EMA’s human medicines committee (CHMP) has completed its review on the use of the monoclonal antibodies bamlanivimab and etesevimab to treat patients with COVID-19. This review was undertaken to provide a harmonised scientific opinion at EU level to support national decision making on the possible use of the antibodies prior to marketing authorisation.
The Agency concluded that bamlanivimab and etesevimab can be used together to treat confirmed COVID-19 in patients who do not require supplemental oxygen and who are at high risk of their COVID-19 disease becoming severe. The Agency also looked at the use of bamlanivimab alone and concluded that, despite uncertainties around the benefits of monotherapy, it can be considered a treatment option.
The medicines are given by infusion (drip) into a vein and the proposed conditions of use are available.
EMA made its recommendations following a review of data including quality data, and data from a study that looked into the effects of monotherapy and combination therapy in outpatients with COVID-19 who do not need supplemental oxygen. Although some uncertainties remain, particularly around the benefits of monotherapy, the results indicate that the combination reduced the viral load (amount of virus in the back of the nose and throat) more than placebo (a dummy treatment). The results also indicated that the combination and monotherapy led to fewer COVID-19-related medical visits.
In terms of safety, most side effects reported were mild or moderate; however, reactions related to the infusion (including allergic reactions) are likely and should be monitored for.

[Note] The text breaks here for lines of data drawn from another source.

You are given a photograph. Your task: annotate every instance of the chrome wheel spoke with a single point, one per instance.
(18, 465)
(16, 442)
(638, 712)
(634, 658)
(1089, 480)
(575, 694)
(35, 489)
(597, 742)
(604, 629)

EMA’s recommendations can now be used to support national advice on the possible use of the antibodies before a marketing authorisation is issued.
More about the medicines
Bamlanivimab and etesevimab are both monoclonal antibodies. A monoclonal antibody is a type of protein that has been designed to recognise and attach to a specific structure (called an antigen). Bamlanivimab and etesevimab have been designed to attach to the spike protein of SARS-CoV-2 at two different sites. When the medicines are attached to the spike protein, the virus is unable to enter the body’s cells.
More about the procedure
The review of antibodies bamlanivimab and etesevimab was started at the request of the EMA Executive Director under Article 5(3) of Regulation 726/2004 following preliminary discussion with the COVID-19 EMA pandemic task force (COVID-ETF), which brings together experts from across the European medicines regulatory network to advise on the development, authorisation and safety monitoring of medicines and vaccines for COVID-19.
The review of the antibodies bamlanivimab and etesevimab was carried out by EMA’s Committee for Medicinal Products for Human Use (CHMP), responsible for questions concerning medicines for human use, which has now issued its scientific opinion. The CHMP’s scientific opinion can be taken into account by EU member states and EMA when evaluating this medicine for the treatment of COVID-19.